In un clima di crescente tensione internazionale, il Medio Oriente si trova sull’orlo di un nuovo conflitto su vasta scala. La Guida Suprema iraniana Ali Khamenei, in un discorso televisivo trasmesso a livello nazionale, ha lanciato un monito diretto agli Stati Uniti: “La nazione iraniana non si arrenderà mai. Ogni intervento militare da parte loro causerà danni irreparabili”. Parole che fanno seguito a un’intensificazione delle ostilità tra Israele e Iran, con attacchi aerei e raid mirati che stanno coinvolgendo infrastrutture sensibili, tra cui siti nucleari e universitari.
La risposta militare israeliana è stata massiccia. L’IDF ha dichiarato di aver impiegato 25 caccia per colpire oltre 40 obiettivi in Iran, tra cui depositi di armi, infrastrutture missilistiche e siti per la produzione di centrifughe. Due dei principali impianti nucleari iraniani, la Tesa di Karaj e il Centro di Ricerca di Teheran, sono stati gravemente danneggiati, come confermato dall’AIEA.
Parallelamente, il regime iraniano ha dichiarato di aver abbattuto un caccia F-35 israeliano nei pressi di Varamin, a sud-est di Teheran. Inoltre, missili ipersonici iraniani avrebbero colpito obiettivi strategici in Israele, mentre i Pasdaran hanno proclamato il dominio sullo spazio aereo israeliano, alimentando un clima da conflitto prolungato.
Sul fronte politico-diplomatico, l’Unione Europea ha ribadito che la diplomazia deve prevalere. In particolare, è stato sottolineato che un cambio di regime in Iran non rappresenta la posizione dell’UE, mentre il portavoce del Servizio di Azione Esterna ha ribadito la necessità che Teheran non possa dotarsi di armamenti nucleari.
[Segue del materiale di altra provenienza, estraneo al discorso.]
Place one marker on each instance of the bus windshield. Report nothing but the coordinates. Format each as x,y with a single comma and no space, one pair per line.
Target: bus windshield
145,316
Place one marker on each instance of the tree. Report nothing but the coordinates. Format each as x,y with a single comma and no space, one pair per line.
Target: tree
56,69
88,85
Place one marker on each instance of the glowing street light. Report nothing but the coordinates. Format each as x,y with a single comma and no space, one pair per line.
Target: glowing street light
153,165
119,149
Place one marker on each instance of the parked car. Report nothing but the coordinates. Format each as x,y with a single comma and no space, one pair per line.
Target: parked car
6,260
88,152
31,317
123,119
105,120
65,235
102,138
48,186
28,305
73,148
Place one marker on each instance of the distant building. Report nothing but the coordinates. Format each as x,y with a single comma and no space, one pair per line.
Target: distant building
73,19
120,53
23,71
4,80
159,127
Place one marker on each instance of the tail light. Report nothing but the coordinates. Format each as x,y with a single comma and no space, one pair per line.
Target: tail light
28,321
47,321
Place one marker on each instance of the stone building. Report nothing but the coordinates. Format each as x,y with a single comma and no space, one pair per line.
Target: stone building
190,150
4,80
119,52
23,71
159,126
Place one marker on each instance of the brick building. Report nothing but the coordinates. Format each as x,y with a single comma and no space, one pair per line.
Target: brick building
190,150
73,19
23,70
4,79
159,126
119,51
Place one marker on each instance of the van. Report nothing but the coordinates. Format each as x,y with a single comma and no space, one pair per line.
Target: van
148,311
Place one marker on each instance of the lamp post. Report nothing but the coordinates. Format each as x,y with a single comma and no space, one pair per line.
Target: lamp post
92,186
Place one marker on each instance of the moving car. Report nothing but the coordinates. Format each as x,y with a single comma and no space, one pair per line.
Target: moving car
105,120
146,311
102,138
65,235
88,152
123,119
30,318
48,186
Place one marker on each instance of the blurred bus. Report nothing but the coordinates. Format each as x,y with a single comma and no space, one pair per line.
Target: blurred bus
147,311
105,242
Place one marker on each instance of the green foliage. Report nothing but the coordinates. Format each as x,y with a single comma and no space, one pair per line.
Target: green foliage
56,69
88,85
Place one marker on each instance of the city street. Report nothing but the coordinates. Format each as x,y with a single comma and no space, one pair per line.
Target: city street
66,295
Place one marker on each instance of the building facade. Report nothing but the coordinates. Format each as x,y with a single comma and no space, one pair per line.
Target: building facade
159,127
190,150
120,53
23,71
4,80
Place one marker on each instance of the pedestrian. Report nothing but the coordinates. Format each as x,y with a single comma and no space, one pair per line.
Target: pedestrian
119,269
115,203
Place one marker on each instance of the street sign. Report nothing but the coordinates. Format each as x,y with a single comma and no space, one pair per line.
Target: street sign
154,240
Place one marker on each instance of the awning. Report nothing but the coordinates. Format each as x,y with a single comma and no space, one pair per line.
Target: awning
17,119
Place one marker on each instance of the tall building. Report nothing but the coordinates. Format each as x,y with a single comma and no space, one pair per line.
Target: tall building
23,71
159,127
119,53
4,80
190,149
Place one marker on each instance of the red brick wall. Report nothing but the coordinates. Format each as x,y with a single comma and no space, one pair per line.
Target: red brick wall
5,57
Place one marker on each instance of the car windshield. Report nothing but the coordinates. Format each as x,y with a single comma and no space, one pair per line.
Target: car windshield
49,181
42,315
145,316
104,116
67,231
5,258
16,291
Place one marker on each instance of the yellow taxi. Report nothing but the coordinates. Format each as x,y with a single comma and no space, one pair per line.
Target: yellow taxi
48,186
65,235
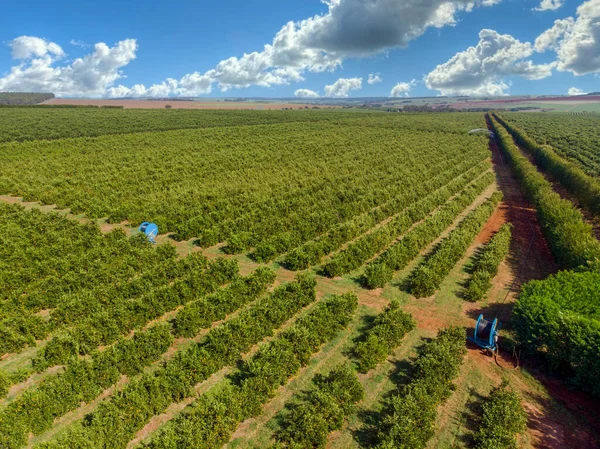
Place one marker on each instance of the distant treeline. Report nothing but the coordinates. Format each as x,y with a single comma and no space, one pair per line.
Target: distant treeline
23,98
59,106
Nel frattempo, il presidente degli Stati Uniti Donald Trump si trova di fronte a una scelta delicatissima. Secondo fonti della Casa Bianca, non è stata ancora presa una decisione definitiva sull’intervento militare diretto degli Stati Uniti, anche se tra le opzioni considerate figura l’uso della potente “Massive Ordnance Penetrator” per distruggere l’impianto di Fordow. Le analisi della CNN e del New York Times convergono su un punto: un intervento statunitense potrebbe scatenare una guerra senza un chiaro epilogo, con impatti devastanti per l’intera regione e l’Europa.
La Russia e gli Emirati Arabi Uniti, tramite una comunicazione ufficiale del Cremlino, hanno espresso “profonda preoccupazione” per l’escalation e hanno invocato uno sforzo diplomatico urgente. Anche il governo britannico ha deciso di evacuare i familiari dei propri diplomatici da Israele, mentre la Cina ha avviato la prima evacuazione via terra dei cittadini cinesi da Teheran.
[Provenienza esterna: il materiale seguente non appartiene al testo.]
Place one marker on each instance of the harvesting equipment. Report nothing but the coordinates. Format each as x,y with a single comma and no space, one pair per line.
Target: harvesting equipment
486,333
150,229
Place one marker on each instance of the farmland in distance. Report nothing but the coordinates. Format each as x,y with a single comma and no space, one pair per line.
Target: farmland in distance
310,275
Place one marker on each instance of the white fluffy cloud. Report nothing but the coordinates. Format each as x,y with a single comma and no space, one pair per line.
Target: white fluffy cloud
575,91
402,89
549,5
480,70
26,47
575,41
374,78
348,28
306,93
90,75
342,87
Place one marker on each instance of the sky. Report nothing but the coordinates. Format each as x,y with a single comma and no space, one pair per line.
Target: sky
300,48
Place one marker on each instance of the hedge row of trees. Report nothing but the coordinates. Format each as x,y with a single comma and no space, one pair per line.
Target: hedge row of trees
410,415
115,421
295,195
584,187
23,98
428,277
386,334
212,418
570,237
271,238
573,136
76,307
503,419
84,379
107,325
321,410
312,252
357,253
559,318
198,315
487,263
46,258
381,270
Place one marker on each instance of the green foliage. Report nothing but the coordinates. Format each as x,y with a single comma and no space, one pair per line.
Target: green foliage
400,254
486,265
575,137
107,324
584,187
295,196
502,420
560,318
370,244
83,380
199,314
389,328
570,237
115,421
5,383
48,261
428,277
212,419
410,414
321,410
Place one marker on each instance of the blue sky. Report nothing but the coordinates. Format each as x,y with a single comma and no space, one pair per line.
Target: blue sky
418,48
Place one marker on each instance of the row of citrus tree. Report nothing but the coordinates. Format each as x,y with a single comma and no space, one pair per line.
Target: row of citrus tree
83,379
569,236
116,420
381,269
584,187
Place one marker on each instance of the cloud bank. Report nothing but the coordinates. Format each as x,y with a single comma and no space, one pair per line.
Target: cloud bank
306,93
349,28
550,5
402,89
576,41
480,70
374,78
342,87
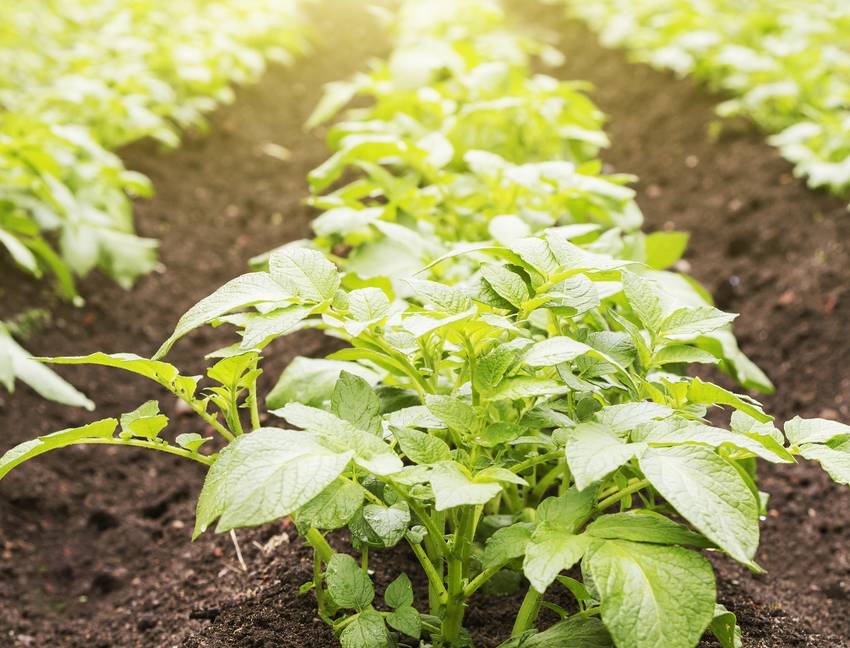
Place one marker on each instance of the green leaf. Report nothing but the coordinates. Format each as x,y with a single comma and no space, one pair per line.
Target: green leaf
406,620
399,593
491,368
551,550
573,632
497,434
366,631
261,327
156,370
506,544
304,273
688,323
576,295
594,452
653,595
627,416
709,493
724,626
355,400
368,304
265,475
643,297
709,394
422,448
247,290
836,462
445,298
455,413
336,94
554,350
381,526
799,430
663,249
453,486
508,285
333,507
369,451
641,525
145,421
46,383
311,381
347,584
103,429
191,441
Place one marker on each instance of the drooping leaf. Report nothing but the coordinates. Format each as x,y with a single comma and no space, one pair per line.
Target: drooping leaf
347,584
709,493
652,595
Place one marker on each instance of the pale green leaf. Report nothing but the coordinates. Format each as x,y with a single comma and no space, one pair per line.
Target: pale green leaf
653,596
709,493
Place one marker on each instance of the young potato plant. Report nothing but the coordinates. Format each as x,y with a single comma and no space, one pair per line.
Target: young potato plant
516,434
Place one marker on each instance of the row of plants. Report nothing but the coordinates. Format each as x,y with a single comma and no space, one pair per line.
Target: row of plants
79,80
785,65
515,398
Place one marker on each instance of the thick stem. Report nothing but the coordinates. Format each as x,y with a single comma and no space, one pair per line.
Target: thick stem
435,581
528,612
628,490
457,565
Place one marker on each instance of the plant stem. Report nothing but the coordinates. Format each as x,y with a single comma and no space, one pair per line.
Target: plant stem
435,581
528,611
628,490
533,461
476,583
255,409
150,445
453,620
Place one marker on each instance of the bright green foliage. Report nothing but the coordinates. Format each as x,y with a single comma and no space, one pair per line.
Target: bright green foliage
515,398
17,364
81,78
785,63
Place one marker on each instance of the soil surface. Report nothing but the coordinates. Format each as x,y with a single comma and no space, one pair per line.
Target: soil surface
94,542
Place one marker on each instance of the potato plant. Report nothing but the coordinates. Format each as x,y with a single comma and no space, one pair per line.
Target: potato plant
515,402
785,64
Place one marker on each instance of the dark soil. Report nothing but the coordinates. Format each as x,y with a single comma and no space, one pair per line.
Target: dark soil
95,542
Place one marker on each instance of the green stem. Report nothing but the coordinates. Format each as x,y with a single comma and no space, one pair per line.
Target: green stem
316,540
211,419
533,461
628,490
528,611
476,583
434,579
150,445
546,482
457,564
255,408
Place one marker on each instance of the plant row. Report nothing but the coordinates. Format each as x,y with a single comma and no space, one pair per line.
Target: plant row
515,398
79,81
785,64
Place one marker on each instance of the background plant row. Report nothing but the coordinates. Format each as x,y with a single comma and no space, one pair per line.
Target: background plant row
81,78
786,65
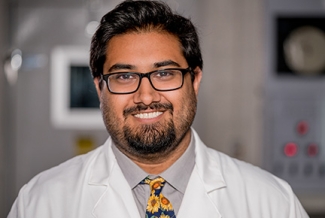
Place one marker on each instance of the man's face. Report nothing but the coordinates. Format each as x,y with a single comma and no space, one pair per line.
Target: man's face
148,123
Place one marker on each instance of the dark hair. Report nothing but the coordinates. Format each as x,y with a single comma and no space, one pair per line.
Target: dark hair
137,16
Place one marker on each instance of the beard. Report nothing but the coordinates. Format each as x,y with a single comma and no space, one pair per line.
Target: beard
149,140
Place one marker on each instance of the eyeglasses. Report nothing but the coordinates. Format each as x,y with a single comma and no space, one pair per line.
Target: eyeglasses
161,80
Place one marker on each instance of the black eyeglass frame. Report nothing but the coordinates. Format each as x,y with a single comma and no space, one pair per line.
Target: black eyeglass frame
147,75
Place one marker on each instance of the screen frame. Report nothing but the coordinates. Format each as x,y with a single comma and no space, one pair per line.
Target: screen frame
62,116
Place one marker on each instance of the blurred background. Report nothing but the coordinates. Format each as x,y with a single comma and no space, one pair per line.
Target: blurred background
261,100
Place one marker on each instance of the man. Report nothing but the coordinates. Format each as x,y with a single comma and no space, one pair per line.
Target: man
147,67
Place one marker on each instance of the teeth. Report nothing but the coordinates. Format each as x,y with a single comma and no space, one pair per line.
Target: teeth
148,115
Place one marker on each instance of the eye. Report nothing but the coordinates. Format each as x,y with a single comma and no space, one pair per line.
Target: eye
165,74
123,77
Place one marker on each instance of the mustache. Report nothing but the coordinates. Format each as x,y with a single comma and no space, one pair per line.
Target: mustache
142,107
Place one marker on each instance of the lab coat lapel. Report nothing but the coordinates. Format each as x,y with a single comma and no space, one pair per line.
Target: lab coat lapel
196,202
117,200
110,190
206,179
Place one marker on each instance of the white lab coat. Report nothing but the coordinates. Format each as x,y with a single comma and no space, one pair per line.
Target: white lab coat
93,185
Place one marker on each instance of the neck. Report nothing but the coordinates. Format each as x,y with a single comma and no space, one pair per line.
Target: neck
160,164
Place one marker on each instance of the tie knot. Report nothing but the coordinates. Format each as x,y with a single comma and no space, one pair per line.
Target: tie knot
154,184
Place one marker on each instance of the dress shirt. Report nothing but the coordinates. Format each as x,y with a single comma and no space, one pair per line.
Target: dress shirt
176,176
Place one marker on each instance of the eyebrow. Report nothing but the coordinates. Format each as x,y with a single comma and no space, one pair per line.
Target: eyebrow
120,66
Il contesto resta instabile e in rapida evoluzione. Mentre il presidente Trump cerca di usare la minaccia militare per spingere Teheran al tavolo delle trattative, l’Iran ribadisce la sua volontà di reagire senza limiti a qualsiasi coinvolgimento diretto di Washington. E mentre il mondo osserva con apprensione, un nuovo conflitto regionale di proporzioni incontrollabili sembra oggi più vicino che mai.